I had almost forgotten how delicious steamed suet pudding can be. But then I was overcome with the urge to try making Sussex pond pudding. It was partly the name that fascinated me, but also the comfort factor. The idea of suet seems to put some people off, though. I've been trying to persuade my pastry chefs at work to put it on the menu, but they seem to resist. Was it something stodgy they ate down the pub?
It is admittedly difficult to make an individual Sussex pond pudding, unless you find fresh tiny lemons like the ones used for Moroccan pickles, so it's better suited to home cooking than restaurants. Still, maybe one day they'll fulfil my odd demands.
Anyway, I decided to make it at home and see if this traditional pudding lives up to its name. I wasn't sure what to expect as I poured heaploads of butter and sugar on to the lemon that had been stabbed with a roasting fork to allow its juices to escape.
The four hours it took to steam the pudding seemed interminable, and I could hardly wait until the moment arrived and I could turn the thing out. It was like one of those school experiments – but a lot slower. When the time was up I turned it over on to a plate. My faith and patience was rewarded. I'd struck gold. A stream of fragrant, thick and golden liquid seeped out of the pudding.
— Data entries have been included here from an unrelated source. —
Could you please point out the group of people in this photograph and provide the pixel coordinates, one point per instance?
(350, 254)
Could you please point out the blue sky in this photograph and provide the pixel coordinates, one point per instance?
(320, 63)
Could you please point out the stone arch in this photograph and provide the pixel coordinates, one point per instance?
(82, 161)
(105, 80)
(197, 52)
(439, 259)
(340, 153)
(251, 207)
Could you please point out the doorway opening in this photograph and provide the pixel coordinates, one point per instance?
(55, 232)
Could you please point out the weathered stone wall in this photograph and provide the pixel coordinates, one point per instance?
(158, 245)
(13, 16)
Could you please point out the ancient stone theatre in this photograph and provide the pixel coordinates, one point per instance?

What they lack in stylish presentation, steamed suet puddings make up for with the flavour that's absorbed into the dough. The suet melts into the flour the way butter or lard does when you make pastry but has a distinctive, comforting texture. Beef suet has something of an image problem, as it doesn't fit comfortably into a healthy eating or weight-watching programme. Vegetarian suet doesn't give savoury puddings the same flavour – and if you're making a beef stew, there's no harm in suet dumplings to match. But vegetarian suet is fine for the Sussex pond pudding.
Pudding-making like this is in danger of becoming a forgotten art. Some restaurants are offering comforting old-fashioned desserts, and I see signs of them creeping back on to menus to jog memories of childhood puddings. Long after we had introduced spotted dick with custard on to the menu at J.Sheekey, our executive head chef Tim got chatting to another commuter on his regular evening journey back to Worthing, and the subject of spotted dick came up. Tim's fellow traveller was a pudding purist and remembered having it with melted butter and golden syrup, never custard. Which is the way we serve it now, thanks to that encounter on the train.